The trial court did not rule on William’s July 30, 2008 motion as a separate act but rather
seems to have considered the issues raised in the motion in the context of resolving the whole
case. Based on this analysis, the actions of the trial court cannot be said to be detrimental to
Teresa. Accordingly, Teresa’s argument on this issue fails.
¶ 18 Teresa argues that the trial court erred when it allowed William to present a motion on
January 26, 2009 claiming marital economic misconduct, including the dissipation of marital
assets by Teresa. Teresa filed a motion to strike William’s motion, but the trial court denied
her motion to strike and reopened discovery. Teresa claims that William’s supplemental and
amended pleadings were in the improper form. Further, Teresa argues that the rules require
that a party claiming dissipation must put the opposing party on notice of the claim if it is not
pled. She also argues that William’s January 26, 2009 motion contradicted his answer to the
petition for dissolution of marriage and his emergency motion of July 30, 2008 regarding the
date of the irretrievable breakdown of the marriage.

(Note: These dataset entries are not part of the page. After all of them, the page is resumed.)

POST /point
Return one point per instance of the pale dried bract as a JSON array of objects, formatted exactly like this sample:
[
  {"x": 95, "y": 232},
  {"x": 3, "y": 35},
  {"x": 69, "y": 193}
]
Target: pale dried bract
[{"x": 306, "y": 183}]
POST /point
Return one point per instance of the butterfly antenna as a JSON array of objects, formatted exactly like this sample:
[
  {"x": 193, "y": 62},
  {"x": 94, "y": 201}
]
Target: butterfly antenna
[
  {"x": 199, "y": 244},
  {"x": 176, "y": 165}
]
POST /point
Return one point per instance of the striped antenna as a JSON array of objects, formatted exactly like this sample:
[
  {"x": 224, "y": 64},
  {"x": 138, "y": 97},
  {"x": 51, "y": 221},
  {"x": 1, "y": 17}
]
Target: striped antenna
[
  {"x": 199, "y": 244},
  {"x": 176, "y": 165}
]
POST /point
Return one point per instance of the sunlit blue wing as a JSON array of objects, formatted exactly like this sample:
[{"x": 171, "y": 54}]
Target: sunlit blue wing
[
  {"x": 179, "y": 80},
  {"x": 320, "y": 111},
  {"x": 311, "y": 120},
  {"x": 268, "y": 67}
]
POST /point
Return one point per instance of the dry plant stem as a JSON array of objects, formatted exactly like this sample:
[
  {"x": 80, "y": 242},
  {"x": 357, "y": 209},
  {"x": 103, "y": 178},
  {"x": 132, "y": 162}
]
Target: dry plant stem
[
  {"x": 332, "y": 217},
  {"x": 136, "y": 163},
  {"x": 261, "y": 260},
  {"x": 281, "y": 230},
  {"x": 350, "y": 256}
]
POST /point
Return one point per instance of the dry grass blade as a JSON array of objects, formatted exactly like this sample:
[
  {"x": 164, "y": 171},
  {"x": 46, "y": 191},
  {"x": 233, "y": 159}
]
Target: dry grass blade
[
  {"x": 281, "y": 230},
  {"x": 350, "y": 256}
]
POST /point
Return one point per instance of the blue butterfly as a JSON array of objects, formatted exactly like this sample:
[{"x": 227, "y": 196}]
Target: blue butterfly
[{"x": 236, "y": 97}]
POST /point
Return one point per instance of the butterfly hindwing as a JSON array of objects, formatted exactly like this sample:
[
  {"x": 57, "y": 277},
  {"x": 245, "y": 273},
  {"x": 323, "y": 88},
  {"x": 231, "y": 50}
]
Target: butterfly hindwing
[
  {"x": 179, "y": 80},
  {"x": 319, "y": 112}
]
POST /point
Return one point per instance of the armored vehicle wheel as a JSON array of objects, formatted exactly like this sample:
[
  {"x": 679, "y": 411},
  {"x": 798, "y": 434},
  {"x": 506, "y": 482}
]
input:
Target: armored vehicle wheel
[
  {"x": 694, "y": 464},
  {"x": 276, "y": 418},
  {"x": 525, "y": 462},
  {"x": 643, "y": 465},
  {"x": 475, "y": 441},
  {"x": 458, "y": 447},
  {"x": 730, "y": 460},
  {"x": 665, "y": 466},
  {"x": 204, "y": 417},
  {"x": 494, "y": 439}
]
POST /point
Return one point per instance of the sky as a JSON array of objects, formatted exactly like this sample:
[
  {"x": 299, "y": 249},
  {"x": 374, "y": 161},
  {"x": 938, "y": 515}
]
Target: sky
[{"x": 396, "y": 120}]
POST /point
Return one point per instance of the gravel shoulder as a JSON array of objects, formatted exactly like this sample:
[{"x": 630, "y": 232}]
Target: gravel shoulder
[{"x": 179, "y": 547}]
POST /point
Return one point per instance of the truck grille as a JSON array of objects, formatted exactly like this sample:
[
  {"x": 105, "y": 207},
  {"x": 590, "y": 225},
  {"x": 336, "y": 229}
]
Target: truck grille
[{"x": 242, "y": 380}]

¶ 19 The trial court has broad discretion in whether or not to reopen discovery, and that
decision will not be disturbed absent an abuse of discretion. Ruane v. Amore, 287 Ill. App.
3d 465, 471, 677 N.E.2d 1369, 1374 (1997). The record does not reveal any evidence that
the trial court abused its discretion. Furthermore, Teresa does not provide citations to case
law or cases whose facts are analogous to this case. Accordingly, we find no error by the trial
court. Simply put, Teresa’s arguments are unsupported by the record or case law and are
unpersuasive.
¶ 20 Teresa makes additional arguments attacking William’s pleadings and motions as a
whole based on deficiency in form. However, Teresa’s arguments are unsupported by the
record or case law. Section 2-616 of the Illinois Code of Civil Procedure states in relevant
part:
“At any time before final judgment amendments may be allowed on just and reasonable
terms, introducing any party who ought to have been joined as plaintiff or defendant,
dismissing any party, changing the cause of action or defense or adding new causes of
action or defenses, and in any matter, either of form or substance, in any process,
pleading, bill of particulars or proceedings, which may enable the plaintiff to sustain the
claim for which it was intended to be brought or the defendant to make a defense or
assert a cross claim.” (Emphasis added.) 735 ILCS 5/2-616(a) (West 2010).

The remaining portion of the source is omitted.